PPPoE doesn't try to reconnect when failed

Well, this is probably OpenWRT netifd related but I was unable to find propper solution anywhere. When my DSL router (configured as PPP bridge) is not up while omnia is starting or when I reboot DSL router while Omnia is running, it will output this messages to log:

2016-12-03T09:32:41+01:00 warning pppd[1750]: Timeout waiting for PADS packets
2016-12-03T09:32:41+01:00 err pppd[1750]: Unable to complete PPPoE Discovery
2016-12-03T09:32:41+01:00 info pppd[1750]: Exit.
2016-12-03T09:32:41+01:00 notice netifd[]: Interface 'wan' is now down
2016-12-03T10:32:41+01:00 info kernel[]: [   59.993808] IPv6: ADDRCONF(NETDEV_UP): eth2: link is not ready
2016-12-03T09:32:41+01:00 notice netifd[]: Interface 'wan' is disabled
2016-12-03T09:32:41+01:00 notice netifd[]: Network device 'eth2' link is down
2016-12-03T09:32:41+01:00 notice netifd[]: Interface 'wan' has link connectivity loss
2016-12-03T09:32:43+01:00 notice netifd[]: Network device 'eth2' link is up
2016-12-03T09:32:43+01:00 notice netifd[]: Interface 'wan' has link connectivity 
2016-12-03T10:32:43+01:00 info kernel[]: [   61.990703] mvneta f1070000.ethernet eth2: Link is Up - 1Gbps/Full - flow control off
2016-12-03T10:32:43+01:00 info kernel[]: [   61.990724] IPv6: ADDRCONF(NETDEV_CHANGE): eth2: link becomes ready

and it will never try to run pppd again. I have to manualy run ifdown wna && ifup wan or /etc/init.d/network restart and then it establish connection again. Anyone with similar issue and/or solution?

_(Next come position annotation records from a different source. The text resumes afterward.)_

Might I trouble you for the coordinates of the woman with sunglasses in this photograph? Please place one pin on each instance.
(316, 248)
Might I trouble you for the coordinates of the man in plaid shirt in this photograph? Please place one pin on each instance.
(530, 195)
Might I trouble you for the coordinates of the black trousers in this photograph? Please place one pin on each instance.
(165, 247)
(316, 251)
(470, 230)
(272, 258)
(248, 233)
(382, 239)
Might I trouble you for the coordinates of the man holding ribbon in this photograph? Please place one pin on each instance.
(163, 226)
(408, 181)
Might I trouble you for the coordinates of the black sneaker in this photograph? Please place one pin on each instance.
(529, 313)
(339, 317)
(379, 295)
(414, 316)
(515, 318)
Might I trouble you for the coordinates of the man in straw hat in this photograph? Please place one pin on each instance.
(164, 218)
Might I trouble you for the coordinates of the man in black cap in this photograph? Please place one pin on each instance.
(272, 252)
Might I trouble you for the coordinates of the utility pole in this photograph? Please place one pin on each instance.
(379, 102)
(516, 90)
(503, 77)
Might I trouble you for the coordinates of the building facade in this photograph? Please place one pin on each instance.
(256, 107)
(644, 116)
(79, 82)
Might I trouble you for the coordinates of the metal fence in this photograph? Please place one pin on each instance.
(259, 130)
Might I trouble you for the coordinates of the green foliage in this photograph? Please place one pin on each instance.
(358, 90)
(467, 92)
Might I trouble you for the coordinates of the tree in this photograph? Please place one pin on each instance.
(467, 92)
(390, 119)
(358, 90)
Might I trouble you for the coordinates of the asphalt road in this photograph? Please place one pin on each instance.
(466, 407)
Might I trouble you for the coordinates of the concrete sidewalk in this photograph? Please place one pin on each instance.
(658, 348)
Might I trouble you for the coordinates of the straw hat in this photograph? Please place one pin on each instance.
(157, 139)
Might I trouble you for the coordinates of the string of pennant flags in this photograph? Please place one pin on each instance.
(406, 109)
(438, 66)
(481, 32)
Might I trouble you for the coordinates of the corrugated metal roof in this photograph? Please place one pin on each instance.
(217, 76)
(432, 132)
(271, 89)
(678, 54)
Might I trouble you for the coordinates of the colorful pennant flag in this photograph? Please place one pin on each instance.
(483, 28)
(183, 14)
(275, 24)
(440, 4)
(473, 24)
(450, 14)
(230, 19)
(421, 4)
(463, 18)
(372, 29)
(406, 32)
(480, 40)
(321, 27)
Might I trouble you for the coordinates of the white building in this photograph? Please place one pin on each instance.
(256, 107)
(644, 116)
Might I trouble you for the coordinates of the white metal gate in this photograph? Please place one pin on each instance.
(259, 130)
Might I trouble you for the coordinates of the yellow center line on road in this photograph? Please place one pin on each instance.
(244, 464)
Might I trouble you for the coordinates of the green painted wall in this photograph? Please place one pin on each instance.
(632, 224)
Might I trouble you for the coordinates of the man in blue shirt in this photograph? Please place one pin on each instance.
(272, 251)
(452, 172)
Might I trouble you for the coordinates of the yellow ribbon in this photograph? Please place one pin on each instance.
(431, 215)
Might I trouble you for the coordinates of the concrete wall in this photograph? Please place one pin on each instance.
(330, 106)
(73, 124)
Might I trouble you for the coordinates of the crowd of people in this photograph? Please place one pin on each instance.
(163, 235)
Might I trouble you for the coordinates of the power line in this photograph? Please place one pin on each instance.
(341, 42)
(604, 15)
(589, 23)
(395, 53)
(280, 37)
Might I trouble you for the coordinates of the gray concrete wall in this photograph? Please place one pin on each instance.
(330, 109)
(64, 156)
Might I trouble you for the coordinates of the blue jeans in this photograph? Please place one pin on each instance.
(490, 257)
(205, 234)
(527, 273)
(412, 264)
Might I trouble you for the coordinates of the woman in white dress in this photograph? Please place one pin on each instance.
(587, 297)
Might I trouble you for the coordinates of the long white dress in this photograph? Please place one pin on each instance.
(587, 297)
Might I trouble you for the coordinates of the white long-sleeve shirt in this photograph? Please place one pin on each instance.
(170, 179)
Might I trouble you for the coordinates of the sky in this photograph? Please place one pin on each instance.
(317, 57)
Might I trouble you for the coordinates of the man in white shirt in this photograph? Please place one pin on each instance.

haven’t tested it but try to use keepalive option as per:

https://wiki.openwrt.org/doc/uci/network#protocol_pppoe_ppp_over_ethernet

option ‘keepalive’ ‘10’

I’ve tried to set keepalive and it doesn’t helped. Now I’m looking into netifd code and ppp.sh script. If I understand it correctly, netifd is supposed to restart pppd when it’s terminated (which works when I kill pppd manualy), but it somehow fails to do so if I reboot DSL modem which leads to link down on eth1 and simultaneously to pppd termination because of timeout.

I’m pretty pissed of by all of this OpenWRT specific daemons. They are great and easy to configure until everything works. But once something goes wrong, it’s pretty difficult to know what is going on.

Ok, I’ve finaly found a working “solution”. Take recent ppp.sh from LEDE and replace /lib/netifd/proto/ppp.sh in your omnia with it. Then add following options to your wan interface in /etc/config/network:
option persist 'true’
option maxfail '0’
option holdoff ‘10’

This will force ppp daemon to never exit when connection cannot be established or fails and it will try to reconnect every 10 seconds.

In theory netifd is supposed to restart pppd when it exits with error, but sometimes it fail to do that and even ifdown wan && ifup wan doesn’t help (only /etc/init.d/network restart helps). Probably some nasty race condition which I was unable to find out.

Could this be merged in the next Turris release, please? It’s a pity such basic things require random hacks.

Yes, agree! I would also like to see this in the next release!